17:08 PM | August 28, 2014 | Robert Westervelt
Albemarle’s $6.2-billion acquisition of Rockwood Holdings was the result of an off-and-on 24-month courtship, according to a joint registration statement filed today by Albemarle and Rockwood. Discussions accelerated quickly in May and June as Rockwood M&A adviser Lazard pressed for bids and former Rockwood chairman and CEO Seifi Ghasemi prepared to retire from Rockwood to take on the top job at Air Products. Four other specialty chemical makers also expressed interest in all or part of Rockwood in recent months, according to the filing.
In May 2012, Albemarle chairman and CEO Luke Kissam made the first serious approach by expressing an interest in Rockwood’s lithium business at a dinner with Ghasemi. Both sides explored “possible strategic opportunities for the two companies, but no specific transaction was discussed.” Ghasemi and Kissam met again in August 2013. Rockwood then took the lead with a $72/share proposal to acquire Albemarle in September 2013 and a subsequent discussion about a merger of equals transaction between the two in February 2014. Both approaches were spurned by Albemarle.
Through the period, Rockwood had announced plans to sell seven businesses since early 2013, leaving it focused on lithium and surface treatment. The total enterprise value of the completed and announced deals has been nearly $4 billion, including the sale of advanced ceramics business for €1.49 billion ($2.02 billion), clay-based additives for $635 million, and titanium dioxide (TiO2) pigments and other businesses for $1.30 billion. The sale of Rockwood’s TiO2 business to Huntsman is pending and expected to close by the end of September.
In May, with significant restructuring at Rockwood complete, Lazard contacted representatives of Albemarle and six other specialty chemical makers about interest in a deal with Rockwood. Albemarle stepped up and made an $85/share offer on 20 June. Albemarle, however, insisted that a transaction with Rockwood must be signed by mid-July as it was in final stages of a cash acquisition of another business and that it could not enter into both transactions. Lazard had days earlier outlined a 10-week process for bidding to Rockwood’s board, but Albemarle and Rockwood agreed to pursue a transaction on that timetable.
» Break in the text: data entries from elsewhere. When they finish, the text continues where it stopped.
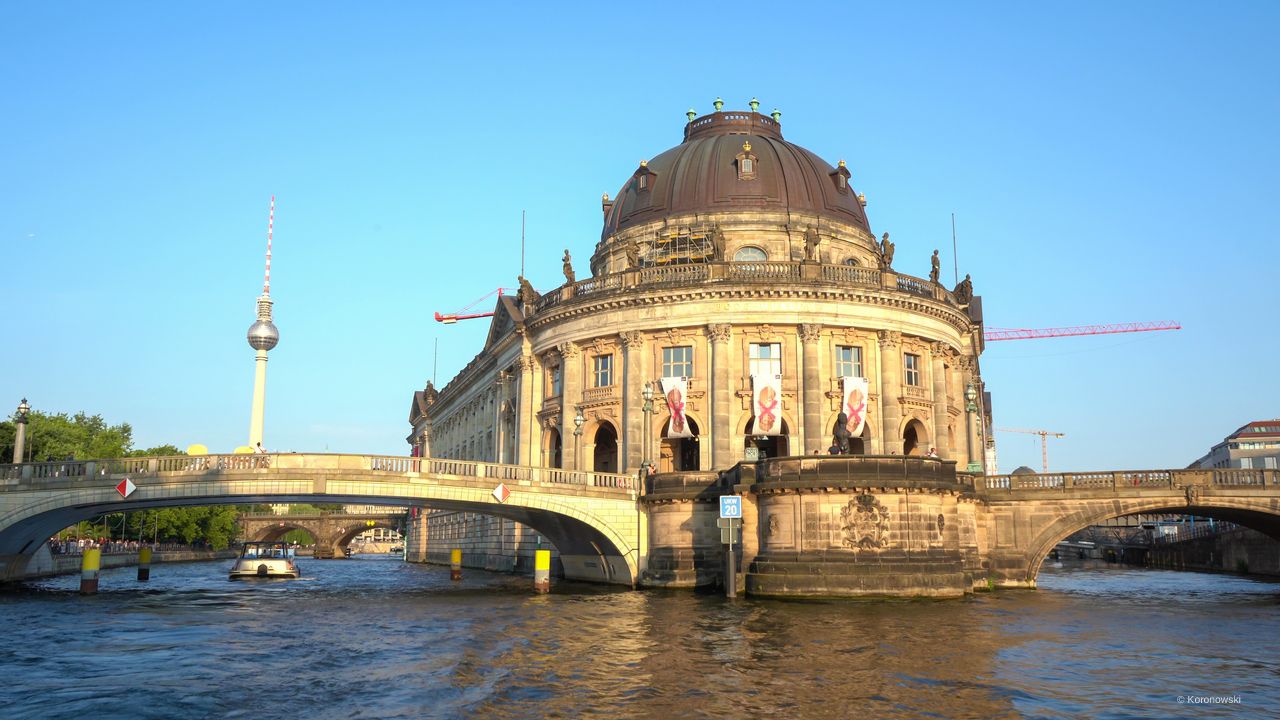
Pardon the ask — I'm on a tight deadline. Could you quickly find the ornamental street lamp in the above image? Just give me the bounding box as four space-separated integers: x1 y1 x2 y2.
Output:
13 397 31 462
573 405 586 470
640 383 653 479
964 383 982 473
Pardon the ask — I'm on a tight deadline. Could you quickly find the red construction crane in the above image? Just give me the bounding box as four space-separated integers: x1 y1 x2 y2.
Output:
983 320 1183 342
992 428 1066 473
435 287 504 325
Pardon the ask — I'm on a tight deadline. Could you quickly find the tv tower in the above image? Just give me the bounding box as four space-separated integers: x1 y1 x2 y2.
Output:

As part of the Lazard process, two of the companies approached indicated that they were interested in Rockwood’s surface treatment business but not lithium. Two other companies indicated that they were interested in all of Rockwood but would not be able to make an all-cash bid. One of the bidders, described as a “private, non-US entity,” proposed a deal in which non-public stock was utilized in part as acquisition currency. After Albemarle’s bid, Lazard was instructed to continue to advise other parties that they should respond quickly as Rockwood was evaluating other proposals.
On 8 July, one of the companies, referred to in the filing as Company C, proposed to acquire Rockwood for $80/share and said it expected it could complete due diligence and finalize documentation within six weeks. Lazard told Company C that another party had offered a higher price and asked Company C if it would be willing to increase its valuation and accelerate its timing. Company C acknowledged Lazard, but did not make another offer.
Albemarle and Rockwood, meanwhile, worked toward a deal with final negotiations between 11 July through 14 July. Both Rockwood and Albemarle boards approved the deal 14 July. In the early morning on 15 July, the deal was signed and both companies issued a joint press release announcing the deal before the market opened on 15 July.